Meglio tardi che mai. Da quando è cominciata l’era Friedkin mai un allenatore ha potuto contare su un dirigente che potesse schermarlo nei momenti di difficoltà. Lo avrebbe voluto Mourinho dopo la maledetta finale di Europa League; sarebbe stato utile a De Rossi per fargli vivere in serenità la sua prima grande esperienza da tecnico; magari anche Juric ne avrebbe beneficiato. A distanza di quasi cinque anni, e con alle spalle tanti errori di gestione, finalmente è arrivato Ranieri che, dopo aver guidato la Roma in panchina per sette mesi, veste i panni del dirigente. Panni nei quali si è calato già benissimo. La sua prima uscita pubblica, per una curiosa coincidenza, è avvenuta il 17 giugno: giorno di San Ranieri e anniversario dello Scudetto del 2001. Un altro scherzo del destino. Tutti durante la conferenza stampa lo chiamano senior advisor, la sua carica ufficiale, ma l’impressione che ha dato accanto a Gasperini è quella del direttore generale. Uno alla Giuseppe Marotta, che però nell’Inter è presidente del Cda, con facoltà decisionali e libertà di scelta. Ovviamente, deve sempre rendere conto alla proprietà, ma la sua opinione ha un peso. E anche molto rilevante.

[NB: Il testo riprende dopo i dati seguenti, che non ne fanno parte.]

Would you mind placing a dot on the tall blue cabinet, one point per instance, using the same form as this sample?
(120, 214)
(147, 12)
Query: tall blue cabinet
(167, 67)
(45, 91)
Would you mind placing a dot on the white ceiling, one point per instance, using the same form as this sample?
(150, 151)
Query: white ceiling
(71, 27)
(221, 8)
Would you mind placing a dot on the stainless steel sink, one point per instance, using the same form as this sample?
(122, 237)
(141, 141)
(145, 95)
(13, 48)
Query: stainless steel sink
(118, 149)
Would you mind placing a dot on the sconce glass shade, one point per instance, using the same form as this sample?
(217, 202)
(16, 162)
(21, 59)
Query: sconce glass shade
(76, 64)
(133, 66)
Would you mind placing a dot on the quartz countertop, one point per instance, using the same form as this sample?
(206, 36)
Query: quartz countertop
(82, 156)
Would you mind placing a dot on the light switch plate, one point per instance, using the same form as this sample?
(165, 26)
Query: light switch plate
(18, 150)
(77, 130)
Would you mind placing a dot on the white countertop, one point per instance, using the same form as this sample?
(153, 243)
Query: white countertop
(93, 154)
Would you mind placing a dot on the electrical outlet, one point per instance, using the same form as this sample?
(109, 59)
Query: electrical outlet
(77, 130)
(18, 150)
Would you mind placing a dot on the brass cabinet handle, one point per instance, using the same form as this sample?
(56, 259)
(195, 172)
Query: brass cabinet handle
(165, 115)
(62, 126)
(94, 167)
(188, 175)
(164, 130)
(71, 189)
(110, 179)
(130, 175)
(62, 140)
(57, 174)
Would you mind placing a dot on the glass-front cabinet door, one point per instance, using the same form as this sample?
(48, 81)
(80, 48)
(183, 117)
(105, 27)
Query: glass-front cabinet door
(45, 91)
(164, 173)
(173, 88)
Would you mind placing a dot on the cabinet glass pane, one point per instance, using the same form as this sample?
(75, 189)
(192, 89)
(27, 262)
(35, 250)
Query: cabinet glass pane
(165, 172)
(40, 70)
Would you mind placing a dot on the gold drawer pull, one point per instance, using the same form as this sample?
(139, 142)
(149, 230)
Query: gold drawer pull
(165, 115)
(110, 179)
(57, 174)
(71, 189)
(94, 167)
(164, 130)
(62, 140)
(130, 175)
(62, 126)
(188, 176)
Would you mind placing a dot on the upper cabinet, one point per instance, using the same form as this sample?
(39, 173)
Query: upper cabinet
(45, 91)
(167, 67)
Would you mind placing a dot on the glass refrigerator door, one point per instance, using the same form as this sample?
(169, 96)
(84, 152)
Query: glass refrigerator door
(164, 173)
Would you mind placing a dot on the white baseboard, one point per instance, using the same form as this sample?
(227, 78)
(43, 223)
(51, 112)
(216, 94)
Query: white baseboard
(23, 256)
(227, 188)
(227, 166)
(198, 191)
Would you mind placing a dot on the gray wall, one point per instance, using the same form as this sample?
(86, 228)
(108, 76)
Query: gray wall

Ha deciso lui di ingaggiare Gasperini, ha convinto Svilar a restare ed ha avuto un ruolo anche nella risoluzione del contratto di Ghisolfi. La mossa di dargli carta bianca è una delle migliori fatte dalla proprietà Usa nella gestione dell’area dirigenziale: un uomo di calcio, Claudio, che ne affianca un altro, Gian Piero, e che dà libertà all’allenatore di fare esclusivamente il tecnico. Di dedicarsi ai calciatori, alla loro crescita ed evoluzione. Non più un uomo immagine, chiamato a difendere la società, a dare spiegazioni e a occuparsi di questioni che non competono all’area sportiva. Per quello ci sarà Claudio, serio, posato e senza troppi sorrisi, come è apparso ieri a Trigoria.
L’EMPATIA
Ha centellinato le parole, ma quelle pronunciate hanno comunque lasciato il segno. Come la risposta sul suo rifiuto ad allenare la Nazionale: «Si è detto tanto, tenetevi quello. Da parte mia non dico nulla. Rispetto l’Italia, ma sono della Roma». Oppure, nell’entrare in empatia con tutti quei tifosi della Roma che non hanno ancora metabolizzato l’arrivo di Gasperini in panchina: «Era antipatico anche a me. Ho fatto il suo nome tra i tanti perché sono convinto che Roma abbia bisogno di una personalità forte, che non si accontenta mai, sempre incavolato e che vuole migliorare. Non sarà facile e per questo gli offriamo un anno per farsi capire. I tifosi ci devono stare dietro, come hanno fatto con me. Il mio rapporto con lui sarà quello di un amico che sta da una parte e ha il compito di risolvere i suoi problemi. Alla fine del triennio vogliamo stare stabilmente in Champions League e se c’è l’occasione vincere il campionato». Prova a dare nuovi stimoli all’ambiente rivalutando la qualificazione in Europa League: «Non faccio come la volpe che arriva all’uva e dice che è acerba, ma dentro di me ho pensato che se fossimo andati in Champions avremmo incontrato 6 squadre inglesi, 5 spagnole, 4 tedesche e forse non siamo ancora pronti. Siamo però più agguerriti sull’Europa League». Insomma, Claudio richiede pazienza alla piazza, garantisce per il nuovo tecnico e traccia la strada dei prossimi tre anni. Fa quello che deve fare un dirigente. E se a Trigoria a farlo è San Ranieri allora c’è da fidarsi. Non a caso, il 17 giugno.